Your smartphone’s weather app informs you of the impending heat wave and yet you refuse to skip your daily five-mile runs through downtown Boston. You’ve just spent the balance of the day studying at the park and now you’re looking for a way to cool off. It’s approaching midnight on a particularly humid evening and precious sleep is looking more and more unlikely. If you want to beat the heat this summer, staying cool while keeping safe, follow these five tips from Linda Malone, an assistant clinical professor in the School of Nursing and director of the pediatric nurse practitioner program in the Bouvé College of Health Sciences.
Hydrate before you get thirsty
On really hot days, you should begin drinking water before you get thirsty. If you’re idle, drink eight to 10 ounces of water every hour; if you’re exercising outside, drink an additional two to four cups of water per hour. Remember to stay away from caffeine, alcohol, and sugary beverages, all of which can lead to fluid loss and/or dehydration.

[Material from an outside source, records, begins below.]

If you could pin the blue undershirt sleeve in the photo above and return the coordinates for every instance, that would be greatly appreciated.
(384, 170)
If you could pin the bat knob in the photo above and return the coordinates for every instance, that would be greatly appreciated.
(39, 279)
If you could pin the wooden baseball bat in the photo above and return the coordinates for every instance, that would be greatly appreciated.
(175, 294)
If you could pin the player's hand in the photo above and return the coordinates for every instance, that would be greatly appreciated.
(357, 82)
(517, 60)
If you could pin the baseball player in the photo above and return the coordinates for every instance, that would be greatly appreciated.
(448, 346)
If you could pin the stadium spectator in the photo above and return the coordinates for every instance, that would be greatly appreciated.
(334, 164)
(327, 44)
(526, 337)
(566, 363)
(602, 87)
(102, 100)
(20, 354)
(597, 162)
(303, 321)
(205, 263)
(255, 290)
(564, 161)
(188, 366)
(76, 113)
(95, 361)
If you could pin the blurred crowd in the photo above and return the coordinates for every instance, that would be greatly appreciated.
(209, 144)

Eat fruit and forego big meals
Contribute to your fluid intake by eating fruits with high water content like watermelon and cantaloupe and forego large, infrequent meals in favor of smaller, more frequent ones. These will keep your energy level stable throughout the day.
Exercise in the morning or after sundown
Workout in the morning or at night, but avoid exercising during the hottest part of the day, which will arrive between 2–4 p.m. Be sure to take frequent breaks and increase your water consumption in temperatures exceeding 90 degrees.
Cool off in the shower
Take a refreshing shower, but make sure the water isn’t too cold. Taking a cold shower after spending a day in the heat could result in hypothermia, especially in the young and elderly. Other tips and tricks for remaining comfortable in the heat include putting a cool cloth on your head and wearing light-colored clothing. Fans help, too, but they do not prevent heat stroke in temperatures above 90 degrees.
Each spring, I lead a large group of Bouvé students to the Domincan Republic, a warm climate where they provide healthcare services to thousands of residents living in rural communities. Before embarking on the two-week trip, I provide the students with extreme heat safety tips, many of which can be found on the websites of the American Red Cross and The Centers for Disease Control and Prevention. Both offer even more tips for staying cool—and safe—in the oppressive heat.